America rolled her eyes: "No, you have no taste."

"Details! Details!" Deadpool waved his hand, "Then, we traveled through countless Universes and met dangerous and charming villains like Wanda. She's a bit crazy, but don't get me wrong, I'm not criticizing, after all, a little crazy adds drama, right?"

"Stop rambling, get to the point!" Peter finally couldn't help but interrupt.

"Alright, the point is," Deadpool stood up straight, took a deep breath, and pointed at Peter and Miles, "Now, it's your turn."

"Us?" Miles was full of shock, "Are you saying we have to get involved too, to fight against some..."

"Rama-Tut, that's right!" Deadpool snapped his fingers, "He's a big villain, controlling time, space, and some confusing political schemes. Most importantly, he's a complete drama queen, more of a drama queen than me, can you believe it?"

"I don't believe it," Peter retorted directly.

"Excellent! Not believing it just shows you're normal." Deadpool nodded solemnly, "But we need you, because we're still missing a Spider-Man. I personally hope it's the villain type, so there's a contrast, understand? This is the golden rule of Hollywood movies."

Peter resisted the urge to roll his eyes: "That sounds like some unreliable plan."

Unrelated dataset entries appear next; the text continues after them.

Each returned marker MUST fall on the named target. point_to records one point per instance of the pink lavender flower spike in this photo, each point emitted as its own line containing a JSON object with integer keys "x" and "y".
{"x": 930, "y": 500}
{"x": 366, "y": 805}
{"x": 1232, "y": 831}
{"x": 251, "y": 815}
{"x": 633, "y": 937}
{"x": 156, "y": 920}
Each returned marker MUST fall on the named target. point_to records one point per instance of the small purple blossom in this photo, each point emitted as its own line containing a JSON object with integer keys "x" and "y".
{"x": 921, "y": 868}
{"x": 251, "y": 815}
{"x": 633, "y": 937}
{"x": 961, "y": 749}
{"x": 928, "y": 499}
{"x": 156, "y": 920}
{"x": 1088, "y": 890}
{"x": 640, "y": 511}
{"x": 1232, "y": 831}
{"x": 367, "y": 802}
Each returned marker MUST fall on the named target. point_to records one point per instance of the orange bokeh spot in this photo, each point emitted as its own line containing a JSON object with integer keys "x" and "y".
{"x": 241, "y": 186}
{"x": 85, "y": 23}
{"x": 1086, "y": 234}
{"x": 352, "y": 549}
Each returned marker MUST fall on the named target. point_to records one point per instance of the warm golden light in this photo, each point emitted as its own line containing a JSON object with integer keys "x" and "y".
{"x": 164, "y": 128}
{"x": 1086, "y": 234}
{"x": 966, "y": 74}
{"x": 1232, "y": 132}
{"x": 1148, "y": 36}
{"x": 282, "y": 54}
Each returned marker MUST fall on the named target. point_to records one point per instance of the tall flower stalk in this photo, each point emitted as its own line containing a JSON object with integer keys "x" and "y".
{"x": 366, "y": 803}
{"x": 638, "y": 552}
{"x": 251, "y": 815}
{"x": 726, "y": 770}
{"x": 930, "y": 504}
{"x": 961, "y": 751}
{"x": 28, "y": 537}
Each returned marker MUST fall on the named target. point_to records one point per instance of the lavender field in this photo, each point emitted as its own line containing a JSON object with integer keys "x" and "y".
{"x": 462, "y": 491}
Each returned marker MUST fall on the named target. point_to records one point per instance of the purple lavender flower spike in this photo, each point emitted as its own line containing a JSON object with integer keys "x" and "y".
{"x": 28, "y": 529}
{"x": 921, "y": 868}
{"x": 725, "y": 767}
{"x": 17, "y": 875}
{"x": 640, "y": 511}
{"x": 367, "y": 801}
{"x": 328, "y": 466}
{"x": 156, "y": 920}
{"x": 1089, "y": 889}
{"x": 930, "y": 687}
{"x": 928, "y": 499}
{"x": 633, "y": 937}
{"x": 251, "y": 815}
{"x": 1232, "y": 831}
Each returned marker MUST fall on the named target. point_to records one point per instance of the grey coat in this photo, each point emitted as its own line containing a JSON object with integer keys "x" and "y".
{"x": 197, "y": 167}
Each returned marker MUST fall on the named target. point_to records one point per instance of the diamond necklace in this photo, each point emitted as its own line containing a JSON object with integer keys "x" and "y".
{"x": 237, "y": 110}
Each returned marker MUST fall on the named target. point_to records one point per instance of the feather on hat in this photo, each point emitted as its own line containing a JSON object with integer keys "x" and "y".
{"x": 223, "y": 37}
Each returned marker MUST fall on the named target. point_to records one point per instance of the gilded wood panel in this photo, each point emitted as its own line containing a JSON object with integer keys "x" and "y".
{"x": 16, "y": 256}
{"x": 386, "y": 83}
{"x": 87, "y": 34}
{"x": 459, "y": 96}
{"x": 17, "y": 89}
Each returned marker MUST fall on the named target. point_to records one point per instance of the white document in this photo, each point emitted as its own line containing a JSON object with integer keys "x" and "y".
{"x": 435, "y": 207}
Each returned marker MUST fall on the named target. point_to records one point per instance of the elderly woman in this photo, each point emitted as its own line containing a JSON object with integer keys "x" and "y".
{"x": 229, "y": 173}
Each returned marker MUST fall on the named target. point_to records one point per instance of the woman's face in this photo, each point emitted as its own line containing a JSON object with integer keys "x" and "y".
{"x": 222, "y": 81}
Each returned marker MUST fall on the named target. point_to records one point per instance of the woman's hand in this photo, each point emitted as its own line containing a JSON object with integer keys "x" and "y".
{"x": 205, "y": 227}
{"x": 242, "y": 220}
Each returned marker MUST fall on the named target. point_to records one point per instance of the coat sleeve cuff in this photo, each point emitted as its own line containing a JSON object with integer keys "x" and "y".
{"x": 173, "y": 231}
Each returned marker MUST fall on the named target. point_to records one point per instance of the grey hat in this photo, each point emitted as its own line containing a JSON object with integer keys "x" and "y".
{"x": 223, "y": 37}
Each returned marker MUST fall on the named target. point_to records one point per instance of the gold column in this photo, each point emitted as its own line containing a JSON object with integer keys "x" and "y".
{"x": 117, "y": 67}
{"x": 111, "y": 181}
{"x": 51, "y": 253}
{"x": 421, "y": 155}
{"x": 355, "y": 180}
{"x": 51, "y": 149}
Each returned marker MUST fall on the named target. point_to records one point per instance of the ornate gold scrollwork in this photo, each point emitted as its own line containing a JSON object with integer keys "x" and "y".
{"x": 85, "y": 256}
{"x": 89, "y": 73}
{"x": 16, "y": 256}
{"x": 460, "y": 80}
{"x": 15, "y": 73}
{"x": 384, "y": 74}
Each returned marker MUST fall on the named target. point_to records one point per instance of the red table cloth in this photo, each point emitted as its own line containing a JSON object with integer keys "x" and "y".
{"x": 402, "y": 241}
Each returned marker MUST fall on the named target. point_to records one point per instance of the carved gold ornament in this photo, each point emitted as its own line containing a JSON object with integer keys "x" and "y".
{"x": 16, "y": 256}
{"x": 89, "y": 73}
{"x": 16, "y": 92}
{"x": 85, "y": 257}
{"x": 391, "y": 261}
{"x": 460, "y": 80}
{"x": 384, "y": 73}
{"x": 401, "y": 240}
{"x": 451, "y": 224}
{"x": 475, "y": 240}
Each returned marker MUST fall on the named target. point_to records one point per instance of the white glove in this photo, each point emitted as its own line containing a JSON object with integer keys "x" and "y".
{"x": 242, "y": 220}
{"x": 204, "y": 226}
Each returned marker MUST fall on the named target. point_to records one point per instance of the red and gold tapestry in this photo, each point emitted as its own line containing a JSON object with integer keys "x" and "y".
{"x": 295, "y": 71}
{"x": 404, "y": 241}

"Of course it's unreliable!" Deadpool grinned, "But unreliable things are more fun, aren't they?"

Miles looked at Peter, then at these strange allies around him, and couldn't help but ask: "So... we're really going to fight some cross-Universe villain and save the entire Multiverse?"

"Yes, young man!" Deadpool patted his shoulder, "Welcome to the great adventure of chaos and madness!"

Logan flicked away the cigar butt and said coldly: "Hope you can handle it, otherwise we'll have to bury you."